U.N. Special Rapporteur Vitit Muntarbhorn spoke in the capital, Phnom Penh, at the end of an 11-day visit, his first in his official capacity. He said he met with government officials and members of civil society, U.N. agencies and concerned communities.
Vitit said Cambodia, which in the 1990s began recovering from many years of war and brutal misrule by the communist Khmer Rouge, had achieved substantial progress in human rights, including ratification of most major rights treaties.
“Yet Cambodia is faced with a pervasive paradox,” he said in a statement. “Since 2017, when the main opposition party was disbanded unjustly by judicial order, the country has effectively been under single-party rule, with all seats of the National Assembly in the hands of that monopoly.”
Cambodia’s Ministry of Foreign Affairs said it was “utterly dismayed” at Vitit’s recommendations.
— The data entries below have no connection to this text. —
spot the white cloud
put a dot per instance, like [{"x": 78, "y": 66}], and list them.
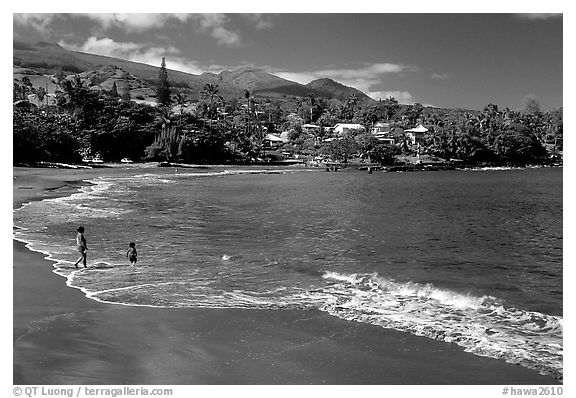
[
  {"x": 134, "y": 22},
  {"x": 363, "y": 78},
  {"x": 214, "y": 24},
  {"x": 260, "y": 21},
  {"x": 137, "y": 52},
  {"x": 538, "y": 17},
  {"x": 39, "y": 22},
  {"x": 439, "y": 76}
]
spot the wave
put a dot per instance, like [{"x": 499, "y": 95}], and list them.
[{"x": 482, "y": 325}]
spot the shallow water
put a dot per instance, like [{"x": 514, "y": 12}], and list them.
[{"x": 472, "y": 258}]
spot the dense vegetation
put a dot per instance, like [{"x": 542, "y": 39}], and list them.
[{"x": 85, "y": 122}]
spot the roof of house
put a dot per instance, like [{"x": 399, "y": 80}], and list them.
[
  {"x": 350, "y": 126},
  {"x": 417, "y": 129},
  {"x": 272, "y": 137}
]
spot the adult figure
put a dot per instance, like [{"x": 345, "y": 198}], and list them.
[{"x": 81, "y": 246}]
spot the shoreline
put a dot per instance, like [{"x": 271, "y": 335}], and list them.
[{"x": 63, "y": 337}]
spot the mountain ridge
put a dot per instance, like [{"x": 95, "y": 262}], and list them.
[{"x": 51, "y": 57}]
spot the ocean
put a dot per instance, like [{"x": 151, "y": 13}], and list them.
[{"x": 470, "y": 257}]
“Despite very limited recognition of the progress and achievements Cambodia has realized, his statement remains largely biased, prejudiced, and unfounded on a number of issues,” it said in a statement.
Cambodian Prime Minister Hun Sen has been in power for 37 years, combining guile and strong-arm tactics to dominate his country’s politics. In late 2017, his administration cracked down on critics and political opponents in what was widely seen as clearing the way for his Cambodian People’s Party to stay in power in 2018 elections. Independent media outlets were closed or cowed into submission and the Cambodian National Rescue Party, the sole credible opposition group, was dissolved by the courts for allegedly engaging in treasonous activity.
Vitit told reporters he met with striking workers at a casino in Phnom Penh, local government officials in Sihanoukville – a southern city notorious for human trafficking and related cybercrime – and people displaced from their homes by land grabs. He also met with opposition party members and non-partisan critics of the government who have faced legal harassment.
According to a U.N. statement, Vitit’s recommendations include “opening up civic and political space, by suspending and reforming draconian laws, ensuring election-related personnel are separated from political parties and ending prosecution of political opposition and human rights defenders.”
Other measures include “releasing all those currently in prison and dropping charges against those who are seen as adversaries by the authorities and improving the quality of law enforcers by proper selection and incentivization and distance from political authority.”
Vitit spoke about people from various Asian countries who have been lured into taking jobs in Cambodia and then entrapped in virtual slavery, often forced to participate in scams targeting people over the internet.
The scam networks, which often have links to transnational organized crime, are set up in countries with weak law enforcement, luring educated young workers with promises of high earnings. The workers are then subject to isolation and the threat of violence unless they succeed in cheating victims reached by phone into transferring payments into overseas bank accounts.
Vitit said the human trafficking victims existed in a “living hell,” subject to torture and risking death if they tried to escape from detention in their closely guarded workplaces.
“Cambodia needs to activate counter-measures more strongly, while welcoming international cooperation and support,” he said.